Like hell, Chaffee thought.
When he got back to the hotel he called Julie. He gave her a rundown on his conversation with Paul Ross and told her she needed to call Deptford and give him a heads up. The memory of a cocktail conversation came back to him from years earlier, someone saying that hiring Russell Deptford was the clearest possible indicator that you were guilty as hell.
“Chris, DoJ isn’t going to indict you over a few thousand dollars.”
“They already have.”
“I mean, you know the AG.”
“And he hates my guts. He knows I recommended Jack Sanford for Attorney General.”
“Well, still, he got the position anyway.”
“Babe, the world’s full of sore winners.”
PART VI
FALL 1940
TWENTY-FIVE
Rene Laurent stood in the entrance of the Minzah’s bar.
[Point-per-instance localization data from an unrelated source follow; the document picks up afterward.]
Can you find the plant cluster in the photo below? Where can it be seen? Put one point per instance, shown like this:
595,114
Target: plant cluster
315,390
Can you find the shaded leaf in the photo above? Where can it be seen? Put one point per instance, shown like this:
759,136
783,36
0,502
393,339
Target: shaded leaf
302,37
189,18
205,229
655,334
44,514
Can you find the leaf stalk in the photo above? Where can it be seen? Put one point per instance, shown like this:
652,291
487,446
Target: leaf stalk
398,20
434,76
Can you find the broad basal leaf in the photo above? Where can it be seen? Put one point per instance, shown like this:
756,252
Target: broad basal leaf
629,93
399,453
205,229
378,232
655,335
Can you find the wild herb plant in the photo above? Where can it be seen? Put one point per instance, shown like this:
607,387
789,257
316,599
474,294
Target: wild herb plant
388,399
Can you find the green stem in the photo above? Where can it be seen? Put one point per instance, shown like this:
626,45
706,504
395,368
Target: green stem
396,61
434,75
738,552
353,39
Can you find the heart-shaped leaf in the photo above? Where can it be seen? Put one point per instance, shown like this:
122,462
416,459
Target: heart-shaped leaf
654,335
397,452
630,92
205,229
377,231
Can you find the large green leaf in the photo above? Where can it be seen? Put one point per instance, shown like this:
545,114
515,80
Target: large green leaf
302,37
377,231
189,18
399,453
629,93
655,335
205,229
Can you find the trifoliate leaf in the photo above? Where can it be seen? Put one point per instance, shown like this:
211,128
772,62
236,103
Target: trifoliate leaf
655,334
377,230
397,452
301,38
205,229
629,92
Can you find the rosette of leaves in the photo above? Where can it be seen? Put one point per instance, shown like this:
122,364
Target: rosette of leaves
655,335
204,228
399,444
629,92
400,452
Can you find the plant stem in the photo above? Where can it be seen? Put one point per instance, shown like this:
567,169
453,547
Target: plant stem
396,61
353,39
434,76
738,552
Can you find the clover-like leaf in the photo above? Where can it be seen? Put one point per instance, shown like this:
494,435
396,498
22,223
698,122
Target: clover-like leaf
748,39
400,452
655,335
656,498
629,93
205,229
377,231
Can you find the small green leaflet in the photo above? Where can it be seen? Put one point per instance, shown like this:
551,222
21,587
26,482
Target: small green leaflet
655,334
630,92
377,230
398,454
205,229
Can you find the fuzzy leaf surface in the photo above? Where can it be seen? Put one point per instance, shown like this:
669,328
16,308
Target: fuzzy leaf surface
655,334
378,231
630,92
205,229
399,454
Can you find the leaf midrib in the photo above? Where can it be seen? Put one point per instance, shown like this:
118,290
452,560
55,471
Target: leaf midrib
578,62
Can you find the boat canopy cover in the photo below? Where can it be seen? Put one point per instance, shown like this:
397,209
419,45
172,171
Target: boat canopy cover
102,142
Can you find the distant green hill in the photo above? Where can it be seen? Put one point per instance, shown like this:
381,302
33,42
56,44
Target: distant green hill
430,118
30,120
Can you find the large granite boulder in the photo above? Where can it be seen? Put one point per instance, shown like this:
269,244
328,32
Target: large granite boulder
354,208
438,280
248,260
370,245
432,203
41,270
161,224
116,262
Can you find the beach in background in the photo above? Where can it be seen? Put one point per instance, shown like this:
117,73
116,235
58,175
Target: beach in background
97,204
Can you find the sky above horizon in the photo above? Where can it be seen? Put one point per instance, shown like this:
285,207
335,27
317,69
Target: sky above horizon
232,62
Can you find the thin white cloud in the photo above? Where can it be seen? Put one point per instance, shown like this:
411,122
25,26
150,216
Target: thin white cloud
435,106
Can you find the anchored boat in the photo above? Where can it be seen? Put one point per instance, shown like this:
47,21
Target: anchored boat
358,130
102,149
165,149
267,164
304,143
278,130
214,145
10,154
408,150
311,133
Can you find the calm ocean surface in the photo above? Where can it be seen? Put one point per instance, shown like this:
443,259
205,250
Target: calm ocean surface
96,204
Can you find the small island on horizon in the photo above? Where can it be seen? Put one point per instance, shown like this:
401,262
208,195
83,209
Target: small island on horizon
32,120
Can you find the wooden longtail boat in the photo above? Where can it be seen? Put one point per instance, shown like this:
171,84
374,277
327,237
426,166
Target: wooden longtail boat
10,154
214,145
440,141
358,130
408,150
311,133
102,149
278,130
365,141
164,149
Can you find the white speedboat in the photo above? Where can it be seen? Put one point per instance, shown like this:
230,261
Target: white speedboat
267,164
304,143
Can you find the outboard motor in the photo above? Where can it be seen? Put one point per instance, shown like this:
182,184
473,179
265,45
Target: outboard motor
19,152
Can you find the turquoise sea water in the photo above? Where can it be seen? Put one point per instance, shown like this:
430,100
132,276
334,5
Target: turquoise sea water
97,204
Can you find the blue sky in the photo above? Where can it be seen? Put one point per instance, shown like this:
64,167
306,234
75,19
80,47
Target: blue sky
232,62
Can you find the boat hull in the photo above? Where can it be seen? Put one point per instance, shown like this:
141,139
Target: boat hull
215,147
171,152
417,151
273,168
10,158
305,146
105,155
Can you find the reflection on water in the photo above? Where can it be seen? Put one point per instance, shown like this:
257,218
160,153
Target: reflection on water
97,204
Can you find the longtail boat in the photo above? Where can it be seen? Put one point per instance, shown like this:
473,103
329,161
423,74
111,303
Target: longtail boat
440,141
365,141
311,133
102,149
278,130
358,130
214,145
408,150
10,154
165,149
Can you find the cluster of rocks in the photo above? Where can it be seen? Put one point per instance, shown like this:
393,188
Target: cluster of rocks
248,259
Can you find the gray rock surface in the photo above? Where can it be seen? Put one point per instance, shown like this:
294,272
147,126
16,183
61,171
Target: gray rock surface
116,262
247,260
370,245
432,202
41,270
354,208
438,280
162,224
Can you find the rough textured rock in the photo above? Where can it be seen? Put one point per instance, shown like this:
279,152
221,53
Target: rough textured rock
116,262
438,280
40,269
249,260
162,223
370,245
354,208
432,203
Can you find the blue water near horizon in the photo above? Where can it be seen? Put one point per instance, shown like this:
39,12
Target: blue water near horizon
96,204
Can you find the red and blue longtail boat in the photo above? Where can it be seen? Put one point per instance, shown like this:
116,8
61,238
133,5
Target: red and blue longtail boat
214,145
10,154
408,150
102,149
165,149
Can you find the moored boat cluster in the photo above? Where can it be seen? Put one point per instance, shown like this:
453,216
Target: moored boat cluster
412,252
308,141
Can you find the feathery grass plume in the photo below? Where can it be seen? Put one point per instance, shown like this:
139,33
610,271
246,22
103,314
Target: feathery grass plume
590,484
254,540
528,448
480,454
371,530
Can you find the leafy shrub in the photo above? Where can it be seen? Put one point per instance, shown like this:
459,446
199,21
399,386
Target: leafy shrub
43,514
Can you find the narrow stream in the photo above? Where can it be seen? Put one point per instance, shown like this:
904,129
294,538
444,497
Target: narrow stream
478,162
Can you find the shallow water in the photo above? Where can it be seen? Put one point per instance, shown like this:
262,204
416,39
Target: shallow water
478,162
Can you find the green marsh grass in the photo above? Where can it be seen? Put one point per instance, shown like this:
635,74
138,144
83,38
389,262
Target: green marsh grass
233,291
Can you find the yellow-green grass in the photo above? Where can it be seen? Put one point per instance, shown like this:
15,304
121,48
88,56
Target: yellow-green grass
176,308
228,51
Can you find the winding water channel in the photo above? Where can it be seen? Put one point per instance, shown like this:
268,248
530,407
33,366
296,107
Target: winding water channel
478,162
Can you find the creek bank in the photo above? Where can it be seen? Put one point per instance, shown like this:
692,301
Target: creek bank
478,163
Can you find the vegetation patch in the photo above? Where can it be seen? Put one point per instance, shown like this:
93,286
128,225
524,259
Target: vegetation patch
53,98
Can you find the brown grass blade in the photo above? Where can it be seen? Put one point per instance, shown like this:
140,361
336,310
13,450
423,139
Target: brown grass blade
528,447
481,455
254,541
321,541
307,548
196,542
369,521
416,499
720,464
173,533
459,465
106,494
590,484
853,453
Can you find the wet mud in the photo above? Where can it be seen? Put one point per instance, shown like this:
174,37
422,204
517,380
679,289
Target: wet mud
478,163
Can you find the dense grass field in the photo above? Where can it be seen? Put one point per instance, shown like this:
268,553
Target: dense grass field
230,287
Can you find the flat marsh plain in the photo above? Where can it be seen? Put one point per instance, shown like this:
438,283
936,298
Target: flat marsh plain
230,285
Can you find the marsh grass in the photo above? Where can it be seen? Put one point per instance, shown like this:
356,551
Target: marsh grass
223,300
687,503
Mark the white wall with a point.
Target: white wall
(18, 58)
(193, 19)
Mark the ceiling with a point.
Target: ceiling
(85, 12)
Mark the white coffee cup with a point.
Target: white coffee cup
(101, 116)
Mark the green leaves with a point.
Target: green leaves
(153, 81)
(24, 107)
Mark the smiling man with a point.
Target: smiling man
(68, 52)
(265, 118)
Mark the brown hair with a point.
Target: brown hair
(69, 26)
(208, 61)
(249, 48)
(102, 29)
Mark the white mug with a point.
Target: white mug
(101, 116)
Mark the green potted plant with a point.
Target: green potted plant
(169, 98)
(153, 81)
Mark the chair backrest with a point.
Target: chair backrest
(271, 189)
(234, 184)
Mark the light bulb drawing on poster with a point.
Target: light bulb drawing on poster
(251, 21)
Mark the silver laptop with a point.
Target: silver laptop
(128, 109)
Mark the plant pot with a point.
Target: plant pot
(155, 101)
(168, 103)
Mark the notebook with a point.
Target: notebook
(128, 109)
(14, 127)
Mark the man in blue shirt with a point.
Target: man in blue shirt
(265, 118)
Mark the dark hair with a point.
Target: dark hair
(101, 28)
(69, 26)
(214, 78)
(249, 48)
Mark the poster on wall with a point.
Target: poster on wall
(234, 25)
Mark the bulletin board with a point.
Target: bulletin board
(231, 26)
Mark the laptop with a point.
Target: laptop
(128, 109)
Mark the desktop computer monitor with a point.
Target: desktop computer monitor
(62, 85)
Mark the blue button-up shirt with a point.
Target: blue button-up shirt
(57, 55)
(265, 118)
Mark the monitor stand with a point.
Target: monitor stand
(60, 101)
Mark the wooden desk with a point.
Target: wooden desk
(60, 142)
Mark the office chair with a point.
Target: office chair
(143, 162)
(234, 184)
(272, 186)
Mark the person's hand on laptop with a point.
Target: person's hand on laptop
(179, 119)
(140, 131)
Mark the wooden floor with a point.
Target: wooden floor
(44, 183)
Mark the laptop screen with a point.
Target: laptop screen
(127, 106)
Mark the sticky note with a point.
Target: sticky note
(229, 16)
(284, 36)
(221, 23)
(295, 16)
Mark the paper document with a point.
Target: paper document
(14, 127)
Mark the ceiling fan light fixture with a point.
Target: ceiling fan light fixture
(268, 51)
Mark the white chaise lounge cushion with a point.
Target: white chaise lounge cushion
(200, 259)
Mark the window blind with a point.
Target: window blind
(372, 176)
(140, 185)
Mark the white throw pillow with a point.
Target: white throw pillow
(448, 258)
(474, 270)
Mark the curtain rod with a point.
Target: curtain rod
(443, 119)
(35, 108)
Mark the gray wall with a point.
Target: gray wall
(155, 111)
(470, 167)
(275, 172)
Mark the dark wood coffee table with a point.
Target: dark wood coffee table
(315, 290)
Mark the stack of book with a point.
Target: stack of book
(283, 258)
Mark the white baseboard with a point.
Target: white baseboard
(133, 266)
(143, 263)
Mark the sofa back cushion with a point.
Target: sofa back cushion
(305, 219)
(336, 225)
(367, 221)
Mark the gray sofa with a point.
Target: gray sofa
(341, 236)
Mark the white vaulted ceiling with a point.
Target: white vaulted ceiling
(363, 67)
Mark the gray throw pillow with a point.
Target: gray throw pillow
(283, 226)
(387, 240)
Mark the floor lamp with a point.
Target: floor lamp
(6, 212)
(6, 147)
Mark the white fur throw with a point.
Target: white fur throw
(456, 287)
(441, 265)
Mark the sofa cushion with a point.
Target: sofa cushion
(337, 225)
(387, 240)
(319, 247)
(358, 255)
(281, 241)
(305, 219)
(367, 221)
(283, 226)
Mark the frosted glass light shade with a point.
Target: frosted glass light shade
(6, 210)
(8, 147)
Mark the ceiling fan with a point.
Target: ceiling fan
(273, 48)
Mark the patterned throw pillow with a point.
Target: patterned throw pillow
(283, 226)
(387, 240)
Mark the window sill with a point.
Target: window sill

Harris, sitting at a back table, hadn’t seen him yet.
The Englishman had changed in the weeks since they had last met, the lines around his mouth and eyes had grown deeper, his face thinner. At first Laurent thought he might be ill, but then realized he was only seeing the effect of war on an intelligence agent.
His own blithe declarations about wanting to get into the war sounded so noble when he spoke them, but he had started to face the cost. He would live a false life, betray people who trusted him—after all, who else can one betray?—and if he were to die, it would not be in the heat of battle, facing the enemy, but from the quick knife across the throat, the bullet in the back of the head. He would have no warning and could make no appeal. The thought did not so much frighten him as wrap him in a perverse cloud of apathy.
Laurent thought of turning around and walking out. As a diplomat, he had worked to keep the generals unemployed, to resolve conflicts without bloodshed, taking guidance from well-bred men in quiet oak-paneled offices, maintaining a civilization of which he believed they represented the highest expression.
Now, his occupation gone, Laurent had taken a step onto an unknown path, that of the spy. He took a deep breath and made his way across the room.
“Ah, it’s good to see you,” Harris said.
Laurent noted that the Englishman greeted him without uttering his name, a habit he himself would have to learn.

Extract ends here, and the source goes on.